On the surface, it might seem somewhat surprising that the Indians would represent an appealing destination for Francona. After all, in his eight years with the Red Sox, he lived constantly in the middle of pennant races, reveling in the nightly packed houses and intense passion for baseball that defined his job in Boston. He inherited a team that was built to win a World Series, won a title in his first year and, in each of his subsequent campaigns, had a squad that on paper seemed primed to compete for such a job.
That being the case, the potential fit of Francona and the Indians — a team that may have some distance to reach contention after four straight sub-.500 seasons and three out of four seasons (including this one) in which the Tribe has surpassed the 90-loss plateau — might at first seem curious. It shouldn’t.
Francona endured a beating at the end of his four-year tenure as manager of the Phillies. He was fired at the end of the 2000 campaign, and as he’s mentioned on many occasions, his self-esteem took a beating in the process. His tires were slashed in the parking lot at the old Veteran’s Stadium at the end of that season, and he was widely caricatured as an ineffectual manager.
Still, he enjoyed a solid reputation in the game, and so after that 2000 season, there were opportunities to interview for various uniform jobs. But the Indians offered something different.
After the 2000 season, Francona was hired by the Indians as a special assistant to the general manager. After spending his baseball life in uniform, he got an opportunity to see the game from a different vantage point while working closely with members of the Indians front office during the 2001 season. He scouted, he offered talent evaluations, he sat in on draft discussions and interacted with numerous people throughout the Indians organization — particularly Mark Shapiro (who was being groomed to take over the job of general manager in 2001) and Chris Antonetti.
“It’s the best thing I ever did. It gave me a chance to step away from the emotion of being a manager, which is hard. You look at things from a different perspective, where you don’t have emotion involved. It was really good,” Francona once reflected. “It gave me a chance to sit back and look and maybe reflect and have a chance to do things next time and maybe improve.”

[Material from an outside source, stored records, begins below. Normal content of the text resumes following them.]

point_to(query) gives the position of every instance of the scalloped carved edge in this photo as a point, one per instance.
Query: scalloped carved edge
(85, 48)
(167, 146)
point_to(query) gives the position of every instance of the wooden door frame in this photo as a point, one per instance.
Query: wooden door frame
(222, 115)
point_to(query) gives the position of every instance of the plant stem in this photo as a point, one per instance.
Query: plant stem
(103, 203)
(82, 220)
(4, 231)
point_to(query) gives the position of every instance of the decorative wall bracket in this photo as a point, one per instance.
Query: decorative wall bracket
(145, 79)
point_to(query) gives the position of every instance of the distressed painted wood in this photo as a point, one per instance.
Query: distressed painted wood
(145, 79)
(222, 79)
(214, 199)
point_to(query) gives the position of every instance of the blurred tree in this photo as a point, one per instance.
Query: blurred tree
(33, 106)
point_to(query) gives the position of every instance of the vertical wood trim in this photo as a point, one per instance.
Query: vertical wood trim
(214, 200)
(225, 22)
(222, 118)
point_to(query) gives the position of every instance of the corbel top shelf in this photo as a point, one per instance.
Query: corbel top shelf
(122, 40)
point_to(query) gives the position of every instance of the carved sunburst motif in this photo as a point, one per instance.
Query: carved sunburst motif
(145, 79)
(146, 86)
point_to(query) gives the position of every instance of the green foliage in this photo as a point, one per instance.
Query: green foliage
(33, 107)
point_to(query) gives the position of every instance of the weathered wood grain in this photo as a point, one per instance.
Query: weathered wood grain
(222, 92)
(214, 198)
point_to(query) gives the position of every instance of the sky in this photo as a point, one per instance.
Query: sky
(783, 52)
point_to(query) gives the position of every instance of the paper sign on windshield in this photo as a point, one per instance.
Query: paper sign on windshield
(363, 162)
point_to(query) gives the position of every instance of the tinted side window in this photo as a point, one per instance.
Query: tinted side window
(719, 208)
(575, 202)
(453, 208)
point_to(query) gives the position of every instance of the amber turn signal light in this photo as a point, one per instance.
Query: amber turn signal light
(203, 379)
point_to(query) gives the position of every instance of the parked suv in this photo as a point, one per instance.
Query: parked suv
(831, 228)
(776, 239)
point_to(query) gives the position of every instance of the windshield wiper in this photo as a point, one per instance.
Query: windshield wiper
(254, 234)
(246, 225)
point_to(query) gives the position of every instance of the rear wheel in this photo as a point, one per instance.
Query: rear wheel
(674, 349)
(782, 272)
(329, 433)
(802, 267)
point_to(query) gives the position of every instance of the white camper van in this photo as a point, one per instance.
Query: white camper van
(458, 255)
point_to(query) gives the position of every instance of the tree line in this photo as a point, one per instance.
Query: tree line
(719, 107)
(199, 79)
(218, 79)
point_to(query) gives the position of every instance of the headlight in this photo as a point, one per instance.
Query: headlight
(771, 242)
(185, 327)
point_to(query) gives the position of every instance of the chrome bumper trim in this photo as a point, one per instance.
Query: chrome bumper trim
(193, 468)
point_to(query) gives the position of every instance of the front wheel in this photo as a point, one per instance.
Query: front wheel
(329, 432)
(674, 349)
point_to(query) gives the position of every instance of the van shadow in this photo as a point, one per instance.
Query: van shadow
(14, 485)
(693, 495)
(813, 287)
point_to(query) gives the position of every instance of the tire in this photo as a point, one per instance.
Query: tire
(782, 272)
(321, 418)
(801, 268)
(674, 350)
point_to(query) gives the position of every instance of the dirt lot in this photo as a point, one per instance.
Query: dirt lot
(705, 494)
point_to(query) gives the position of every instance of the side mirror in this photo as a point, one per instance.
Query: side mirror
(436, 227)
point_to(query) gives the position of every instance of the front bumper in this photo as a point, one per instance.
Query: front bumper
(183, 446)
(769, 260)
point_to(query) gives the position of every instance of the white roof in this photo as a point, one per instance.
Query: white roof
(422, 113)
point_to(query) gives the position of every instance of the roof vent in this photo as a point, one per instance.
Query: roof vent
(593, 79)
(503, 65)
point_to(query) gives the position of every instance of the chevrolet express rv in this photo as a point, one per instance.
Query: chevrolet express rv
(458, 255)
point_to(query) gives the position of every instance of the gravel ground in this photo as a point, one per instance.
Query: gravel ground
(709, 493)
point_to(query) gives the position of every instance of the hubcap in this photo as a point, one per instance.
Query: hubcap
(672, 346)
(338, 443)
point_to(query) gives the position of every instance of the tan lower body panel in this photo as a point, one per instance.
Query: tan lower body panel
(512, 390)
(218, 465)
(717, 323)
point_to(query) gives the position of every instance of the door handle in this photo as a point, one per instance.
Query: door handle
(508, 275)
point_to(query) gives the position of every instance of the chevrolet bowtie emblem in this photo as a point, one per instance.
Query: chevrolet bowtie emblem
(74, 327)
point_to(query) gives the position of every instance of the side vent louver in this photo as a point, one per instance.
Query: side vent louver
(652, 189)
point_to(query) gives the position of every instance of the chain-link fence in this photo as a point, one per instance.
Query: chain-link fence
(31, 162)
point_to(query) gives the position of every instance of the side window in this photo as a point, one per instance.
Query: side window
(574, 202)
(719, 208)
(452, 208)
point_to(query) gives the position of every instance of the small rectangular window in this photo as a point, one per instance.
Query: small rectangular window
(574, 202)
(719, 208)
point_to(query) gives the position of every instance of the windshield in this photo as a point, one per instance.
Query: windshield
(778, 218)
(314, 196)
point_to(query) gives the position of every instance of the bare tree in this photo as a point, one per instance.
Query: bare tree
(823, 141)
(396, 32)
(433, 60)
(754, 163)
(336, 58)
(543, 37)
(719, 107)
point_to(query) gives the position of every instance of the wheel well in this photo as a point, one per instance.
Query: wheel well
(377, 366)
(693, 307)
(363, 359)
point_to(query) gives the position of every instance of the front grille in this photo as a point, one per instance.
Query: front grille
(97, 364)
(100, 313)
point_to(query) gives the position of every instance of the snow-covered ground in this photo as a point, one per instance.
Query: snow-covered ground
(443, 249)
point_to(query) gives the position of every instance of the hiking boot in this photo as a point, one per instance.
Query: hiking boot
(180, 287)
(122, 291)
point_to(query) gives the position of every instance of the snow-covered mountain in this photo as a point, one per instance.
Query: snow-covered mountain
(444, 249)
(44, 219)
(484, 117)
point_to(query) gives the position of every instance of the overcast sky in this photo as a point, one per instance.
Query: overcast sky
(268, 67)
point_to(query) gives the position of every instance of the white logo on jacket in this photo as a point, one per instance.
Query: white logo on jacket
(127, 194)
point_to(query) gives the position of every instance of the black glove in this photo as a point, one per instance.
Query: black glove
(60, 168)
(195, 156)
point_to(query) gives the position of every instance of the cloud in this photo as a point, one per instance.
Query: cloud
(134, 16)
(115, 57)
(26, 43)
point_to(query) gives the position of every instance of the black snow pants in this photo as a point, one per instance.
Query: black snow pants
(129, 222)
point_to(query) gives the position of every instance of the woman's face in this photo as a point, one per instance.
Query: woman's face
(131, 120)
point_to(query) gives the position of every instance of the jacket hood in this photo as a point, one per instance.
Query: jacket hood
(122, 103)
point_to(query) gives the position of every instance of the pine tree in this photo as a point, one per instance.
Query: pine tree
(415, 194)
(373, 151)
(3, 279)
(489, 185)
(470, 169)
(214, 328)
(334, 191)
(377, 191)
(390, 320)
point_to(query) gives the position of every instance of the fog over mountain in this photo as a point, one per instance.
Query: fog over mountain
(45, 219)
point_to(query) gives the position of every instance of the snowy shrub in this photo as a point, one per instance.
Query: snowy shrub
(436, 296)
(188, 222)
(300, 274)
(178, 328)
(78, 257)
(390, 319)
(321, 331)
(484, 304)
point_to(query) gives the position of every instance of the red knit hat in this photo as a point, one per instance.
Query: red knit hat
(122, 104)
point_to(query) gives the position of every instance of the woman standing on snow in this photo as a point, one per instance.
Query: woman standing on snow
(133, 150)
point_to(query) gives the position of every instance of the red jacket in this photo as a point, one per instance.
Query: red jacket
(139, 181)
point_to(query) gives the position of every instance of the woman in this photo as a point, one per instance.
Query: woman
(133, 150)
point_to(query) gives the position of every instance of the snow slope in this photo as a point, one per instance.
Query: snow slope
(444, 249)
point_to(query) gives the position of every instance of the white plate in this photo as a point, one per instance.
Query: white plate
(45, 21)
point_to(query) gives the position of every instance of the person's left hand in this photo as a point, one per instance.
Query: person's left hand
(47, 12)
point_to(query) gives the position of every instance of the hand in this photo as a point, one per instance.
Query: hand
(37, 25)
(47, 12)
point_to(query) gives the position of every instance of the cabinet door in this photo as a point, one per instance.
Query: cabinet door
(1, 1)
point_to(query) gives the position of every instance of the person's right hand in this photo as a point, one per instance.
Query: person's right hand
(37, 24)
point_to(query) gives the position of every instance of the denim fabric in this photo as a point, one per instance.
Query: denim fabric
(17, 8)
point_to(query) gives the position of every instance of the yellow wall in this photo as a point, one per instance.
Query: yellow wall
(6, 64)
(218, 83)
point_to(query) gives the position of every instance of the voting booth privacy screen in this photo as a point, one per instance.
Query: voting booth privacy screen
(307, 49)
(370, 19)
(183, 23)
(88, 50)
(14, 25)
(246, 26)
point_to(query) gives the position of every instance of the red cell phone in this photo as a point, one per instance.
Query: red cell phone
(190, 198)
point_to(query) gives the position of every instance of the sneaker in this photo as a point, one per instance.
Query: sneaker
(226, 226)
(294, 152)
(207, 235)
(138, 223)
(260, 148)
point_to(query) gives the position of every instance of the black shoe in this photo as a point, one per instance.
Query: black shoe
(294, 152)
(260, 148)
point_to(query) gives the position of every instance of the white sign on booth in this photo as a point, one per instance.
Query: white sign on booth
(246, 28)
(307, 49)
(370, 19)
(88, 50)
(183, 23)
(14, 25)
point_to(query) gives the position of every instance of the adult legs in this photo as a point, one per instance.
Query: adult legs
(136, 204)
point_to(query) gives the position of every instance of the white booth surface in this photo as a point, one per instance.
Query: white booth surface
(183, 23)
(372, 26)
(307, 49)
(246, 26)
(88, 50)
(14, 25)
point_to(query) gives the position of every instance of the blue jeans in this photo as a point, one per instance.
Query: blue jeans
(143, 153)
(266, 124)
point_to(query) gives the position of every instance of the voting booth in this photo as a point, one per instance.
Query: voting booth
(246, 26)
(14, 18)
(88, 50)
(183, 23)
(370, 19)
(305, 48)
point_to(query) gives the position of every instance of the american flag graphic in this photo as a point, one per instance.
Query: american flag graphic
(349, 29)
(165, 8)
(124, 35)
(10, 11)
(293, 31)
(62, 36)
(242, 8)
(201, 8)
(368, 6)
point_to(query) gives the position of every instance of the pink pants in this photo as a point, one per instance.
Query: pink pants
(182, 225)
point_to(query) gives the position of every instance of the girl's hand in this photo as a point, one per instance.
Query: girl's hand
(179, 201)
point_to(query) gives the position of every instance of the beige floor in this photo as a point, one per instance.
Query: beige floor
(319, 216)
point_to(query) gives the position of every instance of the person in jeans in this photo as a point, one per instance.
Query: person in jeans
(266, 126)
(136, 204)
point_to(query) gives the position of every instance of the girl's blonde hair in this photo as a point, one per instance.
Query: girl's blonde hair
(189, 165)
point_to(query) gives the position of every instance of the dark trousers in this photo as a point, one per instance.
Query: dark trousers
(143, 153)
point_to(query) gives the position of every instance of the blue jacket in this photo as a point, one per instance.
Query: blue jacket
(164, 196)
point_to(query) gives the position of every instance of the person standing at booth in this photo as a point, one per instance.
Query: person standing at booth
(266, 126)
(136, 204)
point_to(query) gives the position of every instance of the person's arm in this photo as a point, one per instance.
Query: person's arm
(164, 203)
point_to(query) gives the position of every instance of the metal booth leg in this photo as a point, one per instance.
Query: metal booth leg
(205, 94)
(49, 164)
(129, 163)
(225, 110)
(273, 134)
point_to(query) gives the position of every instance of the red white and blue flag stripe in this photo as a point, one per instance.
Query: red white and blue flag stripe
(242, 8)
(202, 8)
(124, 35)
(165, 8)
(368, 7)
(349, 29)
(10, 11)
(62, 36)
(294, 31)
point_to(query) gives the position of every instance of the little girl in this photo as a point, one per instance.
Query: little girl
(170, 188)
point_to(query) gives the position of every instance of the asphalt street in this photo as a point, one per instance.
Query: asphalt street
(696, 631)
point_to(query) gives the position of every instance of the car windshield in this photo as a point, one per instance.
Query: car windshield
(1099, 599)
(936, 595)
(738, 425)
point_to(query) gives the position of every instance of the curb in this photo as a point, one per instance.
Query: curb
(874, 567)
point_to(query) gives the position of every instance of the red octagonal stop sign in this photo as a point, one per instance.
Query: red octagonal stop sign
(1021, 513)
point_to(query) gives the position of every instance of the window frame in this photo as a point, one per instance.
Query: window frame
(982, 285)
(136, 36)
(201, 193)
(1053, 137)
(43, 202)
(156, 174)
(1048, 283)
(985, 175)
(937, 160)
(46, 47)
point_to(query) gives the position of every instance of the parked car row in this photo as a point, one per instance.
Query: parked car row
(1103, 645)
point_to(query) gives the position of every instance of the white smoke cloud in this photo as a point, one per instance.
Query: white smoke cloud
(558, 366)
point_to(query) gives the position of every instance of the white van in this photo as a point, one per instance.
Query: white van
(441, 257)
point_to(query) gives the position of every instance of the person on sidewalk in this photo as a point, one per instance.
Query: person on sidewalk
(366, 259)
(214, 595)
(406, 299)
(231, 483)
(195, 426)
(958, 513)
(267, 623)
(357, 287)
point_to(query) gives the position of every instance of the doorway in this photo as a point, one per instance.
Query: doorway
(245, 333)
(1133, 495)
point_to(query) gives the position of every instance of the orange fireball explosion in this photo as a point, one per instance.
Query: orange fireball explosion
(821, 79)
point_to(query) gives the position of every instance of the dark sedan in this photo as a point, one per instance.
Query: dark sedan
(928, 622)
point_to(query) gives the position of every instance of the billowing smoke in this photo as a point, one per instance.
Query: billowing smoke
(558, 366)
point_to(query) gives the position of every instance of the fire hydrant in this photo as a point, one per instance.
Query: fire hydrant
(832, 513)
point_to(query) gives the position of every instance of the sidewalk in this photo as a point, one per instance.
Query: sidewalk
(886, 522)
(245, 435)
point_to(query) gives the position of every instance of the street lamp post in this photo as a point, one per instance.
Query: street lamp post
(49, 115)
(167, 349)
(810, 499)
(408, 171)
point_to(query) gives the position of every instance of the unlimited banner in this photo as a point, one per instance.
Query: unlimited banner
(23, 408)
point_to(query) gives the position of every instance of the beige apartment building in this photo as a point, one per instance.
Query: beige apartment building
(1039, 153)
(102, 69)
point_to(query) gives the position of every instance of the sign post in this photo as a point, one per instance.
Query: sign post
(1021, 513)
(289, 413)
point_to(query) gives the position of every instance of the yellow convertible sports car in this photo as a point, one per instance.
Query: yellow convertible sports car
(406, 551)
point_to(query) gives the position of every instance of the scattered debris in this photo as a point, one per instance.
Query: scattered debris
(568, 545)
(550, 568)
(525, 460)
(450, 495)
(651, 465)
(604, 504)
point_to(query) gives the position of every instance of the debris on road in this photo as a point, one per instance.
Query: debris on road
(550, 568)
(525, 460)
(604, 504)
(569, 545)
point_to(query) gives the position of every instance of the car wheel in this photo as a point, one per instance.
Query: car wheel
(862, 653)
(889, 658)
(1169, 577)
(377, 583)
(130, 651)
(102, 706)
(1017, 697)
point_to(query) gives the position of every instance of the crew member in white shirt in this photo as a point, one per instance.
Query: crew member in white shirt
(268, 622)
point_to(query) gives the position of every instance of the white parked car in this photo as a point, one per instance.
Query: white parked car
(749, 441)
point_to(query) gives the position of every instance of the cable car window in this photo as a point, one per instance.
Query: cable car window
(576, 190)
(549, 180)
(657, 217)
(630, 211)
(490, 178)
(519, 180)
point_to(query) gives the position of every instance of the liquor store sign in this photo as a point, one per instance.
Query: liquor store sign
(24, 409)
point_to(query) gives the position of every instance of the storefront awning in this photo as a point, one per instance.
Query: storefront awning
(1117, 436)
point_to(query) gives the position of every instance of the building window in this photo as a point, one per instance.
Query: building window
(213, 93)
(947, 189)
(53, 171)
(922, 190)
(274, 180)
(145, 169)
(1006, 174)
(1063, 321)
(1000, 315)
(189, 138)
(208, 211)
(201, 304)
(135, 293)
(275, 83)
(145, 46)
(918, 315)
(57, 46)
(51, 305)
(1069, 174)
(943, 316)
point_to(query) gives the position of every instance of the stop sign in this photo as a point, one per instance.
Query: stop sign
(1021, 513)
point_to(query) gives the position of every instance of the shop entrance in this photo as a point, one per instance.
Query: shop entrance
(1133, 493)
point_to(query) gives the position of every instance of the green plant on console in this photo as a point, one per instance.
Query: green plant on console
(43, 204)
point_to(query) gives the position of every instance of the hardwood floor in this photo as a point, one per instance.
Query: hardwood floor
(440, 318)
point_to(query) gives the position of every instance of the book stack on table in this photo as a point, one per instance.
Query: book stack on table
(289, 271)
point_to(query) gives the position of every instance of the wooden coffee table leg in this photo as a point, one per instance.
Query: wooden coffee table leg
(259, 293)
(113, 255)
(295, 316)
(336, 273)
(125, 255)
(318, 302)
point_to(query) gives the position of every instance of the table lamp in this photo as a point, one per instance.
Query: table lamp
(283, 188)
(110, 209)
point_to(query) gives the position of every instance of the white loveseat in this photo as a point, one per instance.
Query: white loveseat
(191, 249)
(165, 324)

That year working with the baseball operations department in Cleveland, in turn, helped to position Francona to become a managerial star, comfortable in working with one of the more progressive front offices in the game. He became a bench coach with the Rangers in 2002 and then Oakland in 2003 before finding what both he and the Red Sox came to view as the perfect fit at the perfect time when he interviewed for the job in Boston after the 2003 season. (The Boston front office, it is worth noting, enjoyed considerable intellectual and structural affinity with the operation in Cleveland.)
The affinities in Cleveland likely run a bit deeper than that. A number of Francona’s formative experiences in baseball took place in Cleveland, where his father Tito Francona played until Terry Francona was five years old. Cleveland is close enough to the region of Francona’s upbringing in Western Pennsylvania that Tito Francona regularly made the two-hour trip to Jacobs Field when the Red Sox visited there.
In other words, there are a number of factors that could make the Indians job appealing to Francona, and that could make Francona appealing to some of the familiar and still-close members of the Indians organization, where Shapiro is now club president and Antonetti is the GM. At the least, it is worth recalling that his emergence as arguably the most successful manager in Red Sox franchise history reflected in no small part on his year with the Indians.